KBR68H, Jakarta - Badan Standardisasi Nasional (BSN) menemukan produk bersertifikasi Standar Nasional Indonesia SNI palsu. Namun BSN tidak menyebutkan nama produk tersebut. Data Kementerian Perdagangan menyebutkan, dari 8 ribu produk yang ada di Indonesia, baru 900-an yang memiliki SNI.
Kepala Pusat Sistem Penerapan Standar BSN, Kukuh S. Achmad mengatakan, ada dua ciri produk ber-SNI palsu, yaitu tidak memiliki nomer registasi dan peredaran produknya tidak terpantau di Kementerian Perdagangan.
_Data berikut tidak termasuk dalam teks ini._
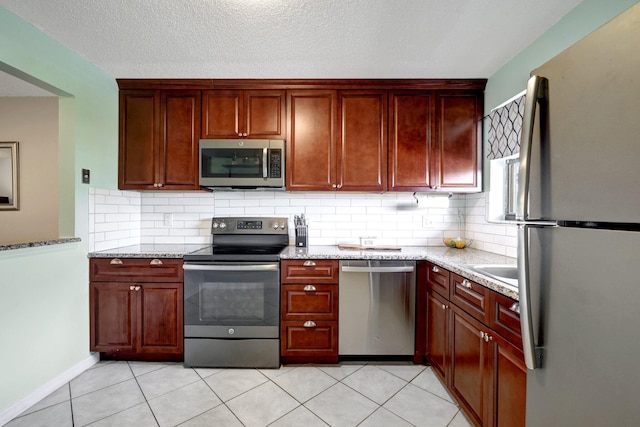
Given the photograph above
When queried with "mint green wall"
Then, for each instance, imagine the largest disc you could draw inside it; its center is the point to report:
(44, 303)
(586, 17)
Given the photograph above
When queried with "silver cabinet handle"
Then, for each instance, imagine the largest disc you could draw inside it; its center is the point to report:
(264, 163)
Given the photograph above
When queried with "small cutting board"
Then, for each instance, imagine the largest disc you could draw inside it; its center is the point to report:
(369, 248)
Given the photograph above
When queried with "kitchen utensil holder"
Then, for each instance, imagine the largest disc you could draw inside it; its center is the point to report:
(301, 236)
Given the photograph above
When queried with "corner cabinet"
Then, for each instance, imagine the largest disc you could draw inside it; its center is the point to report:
(136, 308)
(243, 114)
(435, 141)
(158, 142)
(471, 337)
(309, 311)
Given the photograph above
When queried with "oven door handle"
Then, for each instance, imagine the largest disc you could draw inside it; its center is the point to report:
(240, 267)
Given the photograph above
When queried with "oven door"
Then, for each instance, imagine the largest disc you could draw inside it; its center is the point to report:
(232, 300)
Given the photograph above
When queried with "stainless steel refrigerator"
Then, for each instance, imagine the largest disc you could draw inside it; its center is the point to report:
(579, 231)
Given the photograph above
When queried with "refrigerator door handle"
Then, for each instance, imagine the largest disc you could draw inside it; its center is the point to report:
(536, 91)
(532, 354)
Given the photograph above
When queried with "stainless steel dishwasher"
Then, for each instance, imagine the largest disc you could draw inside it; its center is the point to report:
(377, 308)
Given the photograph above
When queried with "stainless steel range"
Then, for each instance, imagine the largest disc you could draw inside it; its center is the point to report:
(232, 295)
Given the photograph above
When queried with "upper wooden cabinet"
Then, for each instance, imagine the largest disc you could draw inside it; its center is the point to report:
(457, 149)
(243, 114)
(435, 141)
(342, 135)
(311, 141)
(159, 139)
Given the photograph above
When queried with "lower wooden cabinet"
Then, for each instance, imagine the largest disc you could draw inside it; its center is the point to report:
(309, 311)
(136, 319)
(474, 347)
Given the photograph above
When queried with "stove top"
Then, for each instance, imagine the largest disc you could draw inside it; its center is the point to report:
(244, 239)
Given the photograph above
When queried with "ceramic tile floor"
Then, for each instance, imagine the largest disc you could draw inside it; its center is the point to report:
(145, 394)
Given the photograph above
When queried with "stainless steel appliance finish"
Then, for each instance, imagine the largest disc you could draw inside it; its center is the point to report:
(232, 295)
(377, 308)
(579, 231)
(242, 163)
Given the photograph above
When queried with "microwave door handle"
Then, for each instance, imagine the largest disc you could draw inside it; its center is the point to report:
(264, 163)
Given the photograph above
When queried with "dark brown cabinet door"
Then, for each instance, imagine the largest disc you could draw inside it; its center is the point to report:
(311, 140)
(510, 384)
(456, 152)
(160, 306)
(243, 114)
(362, 151)
(139, 139)
(159, 139)
(411, 133)
(470, 379)
(113, 316)
(178, 164)
(438, 333)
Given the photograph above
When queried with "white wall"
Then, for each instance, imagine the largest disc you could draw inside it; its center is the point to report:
(121, 218)
(33, 122)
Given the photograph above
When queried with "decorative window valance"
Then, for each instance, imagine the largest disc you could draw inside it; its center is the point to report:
(505, 128)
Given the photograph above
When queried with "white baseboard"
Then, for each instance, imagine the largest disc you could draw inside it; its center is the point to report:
(48, 388)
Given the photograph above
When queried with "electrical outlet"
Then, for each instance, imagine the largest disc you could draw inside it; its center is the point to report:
(427, 222)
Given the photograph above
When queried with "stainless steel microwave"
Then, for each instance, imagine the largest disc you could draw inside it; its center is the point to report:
(242, 163)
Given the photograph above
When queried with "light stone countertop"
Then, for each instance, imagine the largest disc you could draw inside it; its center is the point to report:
(454, 260)
(59, 241)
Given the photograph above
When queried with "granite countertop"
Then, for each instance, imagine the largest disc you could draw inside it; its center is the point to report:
(147, 251)
(39, 243)
(452, 259)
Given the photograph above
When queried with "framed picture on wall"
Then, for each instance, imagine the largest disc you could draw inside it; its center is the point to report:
(9, 176)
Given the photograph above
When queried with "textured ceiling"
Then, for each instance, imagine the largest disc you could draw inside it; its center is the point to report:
(294, 38)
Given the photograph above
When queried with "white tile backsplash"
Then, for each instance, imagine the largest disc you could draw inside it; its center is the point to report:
(121, 218)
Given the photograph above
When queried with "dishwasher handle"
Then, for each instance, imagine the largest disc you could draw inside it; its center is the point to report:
(372, 269)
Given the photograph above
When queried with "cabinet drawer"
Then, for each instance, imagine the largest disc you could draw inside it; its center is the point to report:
(315, 342)
(438, 279)
(470, 296)
(317, 302)
(505, 318)
(310, 271)
(135, 270)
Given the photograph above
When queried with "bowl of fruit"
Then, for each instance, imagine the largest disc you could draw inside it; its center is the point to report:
(457, 242)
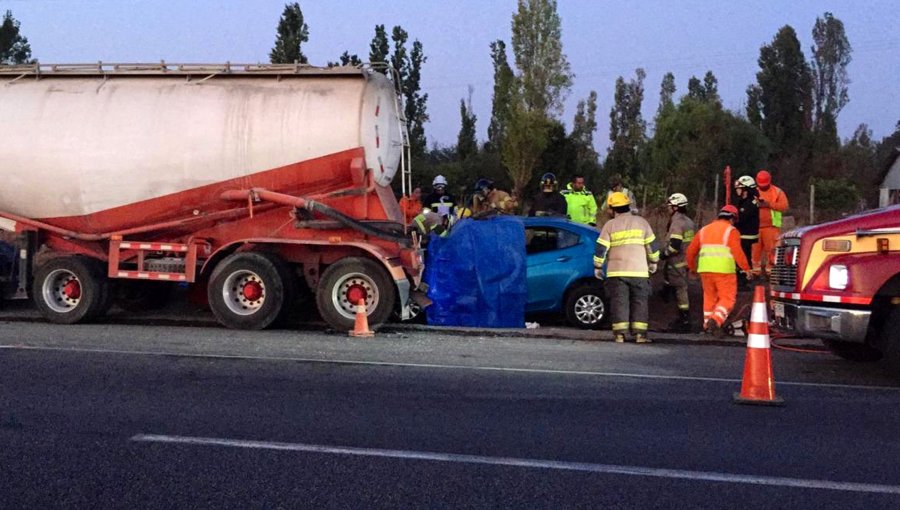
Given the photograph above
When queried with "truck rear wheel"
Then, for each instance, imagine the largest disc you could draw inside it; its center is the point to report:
(68, 290)
(247, 291)
(344, 283)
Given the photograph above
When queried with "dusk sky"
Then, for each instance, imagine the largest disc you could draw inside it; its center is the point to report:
(602, 39)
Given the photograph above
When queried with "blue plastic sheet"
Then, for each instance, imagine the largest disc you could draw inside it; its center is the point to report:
(476, 275)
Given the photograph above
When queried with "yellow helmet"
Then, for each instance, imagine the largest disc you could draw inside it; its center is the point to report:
(618, 199)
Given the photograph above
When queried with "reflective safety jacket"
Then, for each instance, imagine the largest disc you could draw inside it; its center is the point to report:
(581, 207)
(681, 233)
(771, 216)
(716, 248)
(629, 244)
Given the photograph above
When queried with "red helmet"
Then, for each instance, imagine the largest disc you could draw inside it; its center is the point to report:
(729, 211)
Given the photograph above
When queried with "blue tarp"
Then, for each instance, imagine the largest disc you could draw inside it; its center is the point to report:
(476, 275)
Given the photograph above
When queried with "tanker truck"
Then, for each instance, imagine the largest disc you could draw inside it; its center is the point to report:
(259, 182)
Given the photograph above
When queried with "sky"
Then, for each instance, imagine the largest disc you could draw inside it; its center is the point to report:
(602, 40)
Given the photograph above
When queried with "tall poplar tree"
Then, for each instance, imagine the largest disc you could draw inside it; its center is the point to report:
(292, 33)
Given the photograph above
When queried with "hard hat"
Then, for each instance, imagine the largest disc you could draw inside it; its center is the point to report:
(745, 181)
(548, 180)
(618, 199)
(483, 184)
(678, 200)
(729, 211)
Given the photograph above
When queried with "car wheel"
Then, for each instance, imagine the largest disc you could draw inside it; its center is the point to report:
(585, 308)
(344, 283)
(246, 291)
(68, 290)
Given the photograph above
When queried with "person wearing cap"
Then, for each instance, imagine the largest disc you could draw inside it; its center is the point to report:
(616, 186)
(713, 254)
(772, 204)
(581, 207)
(747, 203)
(411, 205)
(628, 246)
(549, 202)
(680, 233)
(488, 198)
(439, 200)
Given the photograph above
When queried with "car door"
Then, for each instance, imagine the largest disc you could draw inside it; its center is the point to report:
(553, 260)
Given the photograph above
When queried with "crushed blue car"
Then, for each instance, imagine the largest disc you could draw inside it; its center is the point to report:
(560, 271)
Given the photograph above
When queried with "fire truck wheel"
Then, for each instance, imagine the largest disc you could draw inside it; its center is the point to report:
(344, 283)
(246, 291)
(68, 290)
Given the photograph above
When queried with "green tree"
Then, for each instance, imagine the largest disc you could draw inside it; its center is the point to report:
(627, 128)
(782, 100)
(379, 49)
(830, 58)
(666, 93)
(292, 33)
(14, 48)
(467, 144)
(537, 45)
(504, 83)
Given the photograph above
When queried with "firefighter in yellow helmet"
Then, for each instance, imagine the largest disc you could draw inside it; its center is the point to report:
(627, 243)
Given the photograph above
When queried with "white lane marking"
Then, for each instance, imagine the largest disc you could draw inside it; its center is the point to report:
(547, 371)
(708, 476)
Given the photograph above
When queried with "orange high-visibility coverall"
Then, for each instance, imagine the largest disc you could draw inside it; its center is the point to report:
(713, 254)
(769, 226)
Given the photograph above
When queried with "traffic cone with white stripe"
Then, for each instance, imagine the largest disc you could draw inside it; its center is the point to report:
(361, 327)
(758, 386)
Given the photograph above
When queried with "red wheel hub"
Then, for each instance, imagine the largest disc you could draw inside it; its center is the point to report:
(355, 293)
(252, 291)
(72, 289)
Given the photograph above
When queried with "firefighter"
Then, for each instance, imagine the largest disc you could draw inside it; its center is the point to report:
(616, 184)
(411, 206)
(581, 207)
(747, 203)
(680, 234)
(627, 241)
(772, 204)
(713, 254)
(487, 198)
(549, 202)
(439, 200)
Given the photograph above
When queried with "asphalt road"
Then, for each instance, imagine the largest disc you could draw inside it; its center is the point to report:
(124, 416)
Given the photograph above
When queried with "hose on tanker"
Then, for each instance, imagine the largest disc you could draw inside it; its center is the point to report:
(356, 224)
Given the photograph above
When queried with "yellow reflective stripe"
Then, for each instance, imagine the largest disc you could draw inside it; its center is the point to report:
(635, 274)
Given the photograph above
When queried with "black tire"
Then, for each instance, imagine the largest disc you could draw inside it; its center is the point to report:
(852, 351)
(890, 340)
(246, 291)
(350, 278)
(585, 306)
(69, 290)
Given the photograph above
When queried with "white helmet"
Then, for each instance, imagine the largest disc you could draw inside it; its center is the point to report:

"Tetapi yang paling mudah sebenarnya karena industri yang mendapatkan tanda SNI terdaftar. Dari sisi standardisasinya terdaftar dan dari sisi peredarannya terdaftar dari sisi Kementerian Perdagangan. Kalau SNI sudah diwajibkan harus mendapatkan nomor registrasi di Kementerian Perdagangan. Kalau ke dua nomor itu tadi, maka nomer SNI dipalsukan," kata Kukuh Achmad dalam program Sarapan Pagi KBR68H.
Sementara itu, Yayasan Lembaga Konsumen Indonesia YLKI menerima aduan produk ber-SNI palsu. Ketua harian YLKI Husna Zahir mengatakan, banyak masyarakat tidak mengetahui kriteria dan standar yang sesuai SNI. Produk itu di antaranya elektronik, alat kesehatan dan makanan.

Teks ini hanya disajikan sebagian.